PEKANBARU, kabarmelayu.com - Kegagalan Pemerintah Provinsi Riau membangun flyover di persimpangan Jalan Soekarno-Hatta –Jalan Tuanku Tambusai atau Simpang SKA masih menjadi perhatian serius. Walaupun gagal dibangun tahun depan, pemerintah diminta tidak menyurutkan niatnya.
Jika permasalahan yang dihadapi adalah soal lahan yang tidak sesuai dengan desain yang telah dibuat, maka pengamat tata kota Universitas Riau Dr Ir Muhammad Ikhsan menyebutkan, desain flyover bisa diulang.

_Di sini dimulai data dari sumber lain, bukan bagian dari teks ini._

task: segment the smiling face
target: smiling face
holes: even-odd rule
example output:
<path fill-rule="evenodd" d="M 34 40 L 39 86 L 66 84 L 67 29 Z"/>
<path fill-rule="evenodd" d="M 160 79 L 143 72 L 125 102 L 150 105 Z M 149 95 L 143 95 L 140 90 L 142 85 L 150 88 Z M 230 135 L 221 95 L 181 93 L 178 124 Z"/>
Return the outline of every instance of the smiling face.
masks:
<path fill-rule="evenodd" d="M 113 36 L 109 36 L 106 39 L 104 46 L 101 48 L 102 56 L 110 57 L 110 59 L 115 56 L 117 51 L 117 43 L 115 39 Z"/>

Ikhsan menyebutkan, pembangunan flyover di titik persimpangan padat tersebut tidak boleh ditunda lagi. Karena akan ada potensi macet luar biasa dalam satu atau dua tahun ke depan. Dirinya yakin, flyover bisa didesain ulang dalam jangka waktu satu tahun saja.
‘’Yang sedikit mengkhawatirkan mungkin adalah soal kewenangannya, karena saya khawatir itu jalan nasional. Tapi yang punya kewajiban tetap pemerintah kota dan pemerintah provinsi. Keduanya harus bisa bekerja sama mengusahakan pembangunan secepatnya. Desain dan segala macam katakanlah satu tahun, berarti tahun depannya (2018, red) sudah bisa ditenderkan lagi,’’ sebut Ikhsan.
Ia menambahkan, bentuk flyover yang cocok untuk persimpangan tersebut bisa macam-macam. Menurutnya, saat desain nanti tinggal pilih saja.
Dirinya begitu menekankan peran Pemerintah Kota (Pemko) Pekanbaru dan Pemerintah Provinsi (Pemprov) sebagai pengusul dan merancang rencana. Sangat disayangkan di persimpangan tersebut akan segera selesai setidaknya tiga gedung baru, Swiss Bel Hotel, Living World dan juga Transmart. Kondisi itu tentu menambah padat persimpangan. Berkaca kepada Sumatera Barat yang mampu membangun flyover Kelok Sembilan, seharusnya kedua pemerintah yang berwenang juga mampu membangun flyover Simpang SKA yang lebih kecil.